PKK'nın Suriye vasatında ürettiği propaganda malzemelerini Türk dış politikasını eleştirmek için kullandınız.
Türkiye'nin iç güvenliğine yönelen tehditler gün gibi ortadayken siz hâlâ küçük hesaplarınızın peşindesiniz.
***
3 yıldır Türkiye'ye, millete darbe yapmak isteyenler bugün yeni bir boyuta evrilen terör tehdidi karşısında devleti ve milleti zaaf içinde gösterme çabası içindeler. Birkaç gündür şu lakırdıları ediyorlar.
Paralel yapıyla mücadele adı altında güvenlik bürokrasisinde birçok tasfiye yapıldı. Bu da güvenlik zaafı oluşturuyor.
2002'den önce terör yoktu, AKP geldi, terör hortladı.
İstihbarat zafiyeti var.
Bunlar hep çözüm sürecinin maliyeti.
Savaşa hayır.
Bu ortamda yeni anayasa mı yapılır?
Önceliğimiz terör olmalı, başka işleri bir kenara bırakalım vs...
Bu güruh 7 Haziran-1 Kasım arasında çok daha saçma, çok daha ağır laflar ediyordu.
İçimizi yakan bir terör eylemi sonrasında hemen ortalığa dökülüp devleti, Cumhurbaşkanını katil ilan ediyorlardı.
Şimdilerde nedense öyle ikide bir "katil devlet" diye bağırmıyorlar. Nedense dedim ama nedeni basit: HDP operatörü Selahattin Demirtaş son iki büyük terör saldırısından sonra bu sözleri edemez oldu. Sultanahmet saldırısından sonra da, Ankara saldırısından sonra da süt dökmüş kediye döndü.
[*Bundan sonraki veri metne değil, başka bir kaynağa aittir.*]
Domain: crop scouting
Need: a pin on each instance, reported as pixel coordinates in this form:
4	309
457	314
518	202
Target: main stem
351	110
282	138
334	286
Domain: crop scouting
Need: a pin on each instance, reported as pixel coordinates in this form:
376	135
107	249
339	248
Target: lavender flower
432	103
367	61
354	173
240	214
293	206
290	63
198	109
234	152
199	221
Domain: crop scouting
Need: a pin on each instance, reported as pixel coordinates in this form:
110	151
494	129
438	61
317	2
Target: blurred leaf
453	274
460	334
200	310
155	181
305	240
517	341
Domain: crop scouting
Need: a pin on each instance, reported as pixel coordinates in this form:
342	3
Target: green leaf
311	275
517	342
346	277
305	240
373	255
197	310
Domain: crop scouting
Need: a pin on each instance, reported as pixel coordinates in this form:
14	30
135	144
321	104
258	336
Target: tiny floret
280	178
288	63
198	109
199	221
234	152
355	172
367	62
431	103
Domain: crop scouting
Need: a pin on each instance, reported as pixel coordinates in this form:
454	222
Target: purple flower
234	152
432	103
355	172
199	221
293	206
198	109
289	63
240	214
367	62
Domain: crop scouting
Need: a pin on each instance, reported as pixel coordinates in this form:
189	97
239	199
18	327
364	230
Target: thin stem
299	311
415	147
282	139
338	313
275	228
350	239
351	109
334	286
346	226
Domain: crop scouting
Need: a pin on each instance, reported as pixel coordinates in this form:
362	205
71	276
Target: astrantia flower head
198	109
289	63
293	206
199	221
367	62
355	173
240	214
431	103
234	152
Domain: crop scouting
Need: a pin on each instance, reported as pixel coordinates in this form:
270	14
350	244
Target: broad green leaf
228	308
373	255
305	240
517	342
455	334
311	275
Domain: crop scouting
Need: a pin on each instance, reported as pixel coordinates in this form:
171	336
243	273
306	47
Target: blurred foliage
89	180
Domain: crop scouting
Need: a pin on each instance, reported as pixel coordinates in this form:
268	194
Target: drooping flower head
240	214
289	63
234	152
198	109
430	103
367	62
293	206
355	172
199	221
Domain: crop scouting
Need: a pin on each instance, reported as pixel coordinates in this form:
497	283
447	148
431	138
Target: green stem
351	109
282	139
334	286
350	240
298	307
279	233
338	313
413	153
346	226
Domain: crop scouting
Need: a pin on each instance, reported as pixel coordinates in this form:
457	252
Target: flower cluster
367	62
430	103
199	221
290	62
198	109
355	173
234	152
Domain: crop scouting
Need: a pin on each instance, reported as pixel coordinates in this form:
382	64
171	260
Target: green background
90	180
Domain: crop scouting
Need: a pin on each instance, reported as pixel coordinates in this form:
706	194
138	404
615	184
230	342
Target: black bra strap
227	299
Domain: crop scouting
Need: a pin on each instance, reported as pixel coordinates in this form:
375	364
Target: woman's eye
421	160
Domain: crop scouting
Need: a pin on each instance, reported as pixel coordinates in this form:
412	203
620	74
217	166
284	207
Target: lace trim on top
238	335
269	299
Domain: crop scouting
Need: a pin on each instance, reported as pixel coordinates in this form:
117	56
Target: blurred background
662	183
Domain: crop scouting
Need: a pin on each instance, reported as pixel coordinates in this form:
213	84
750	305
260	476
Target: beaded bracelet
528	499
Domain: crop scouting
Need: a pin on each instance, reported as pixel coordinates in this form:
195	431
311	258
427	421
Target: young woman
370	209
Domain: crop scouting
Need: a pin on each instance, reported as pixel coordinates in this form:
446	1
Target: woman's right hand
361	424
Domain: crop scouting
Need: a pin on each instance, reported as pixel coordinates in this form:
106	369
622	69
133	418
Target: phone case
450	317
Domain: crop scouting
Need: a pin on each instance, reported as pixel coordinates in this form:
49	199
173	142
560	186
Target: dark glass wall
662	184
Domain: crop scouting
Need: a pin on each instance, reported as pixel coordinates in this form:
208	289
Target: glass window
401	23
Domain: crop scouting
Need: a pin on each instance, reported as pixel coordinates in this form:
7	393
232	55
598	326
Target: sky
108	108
Halbuki Sultanahmet saldırısını
DAİŞ'in yaptığı ortaya çıkmıştı. Fakat yapan kişi
Suriye istihbaratı ile ilişkiliydi. Tesadüfe bakın ki bu eylemi yapan
YPG'li terörist de Suriye istihbaratı ile ilişkili.
***
Hangi marka adı altında yapılırsa yapılsın terörün hedefi Türkiye'nin istiklalidir. Şu ortamda
yerlilik ve millilik en önemli sermayemiz.
Siyasal geçmişlerimizin, ideolojik angajmanlarımızın, kültürel aidiyetlerimizin ve sınıfsal pozisyonlarımızın çok üstünde bir yerliliğe ve milliliğe ihtiyacımız var.
Ama... Ertuğrul Özkök gibi, yukarıda anlattığım işleri yapıp da şimdilerde kendilerini eleştirenlere "
hiç mi milli duygudan ve milli şuurdan nasibini almadın kardeşim" diye sataşanlara da prim verecek halimiz yok!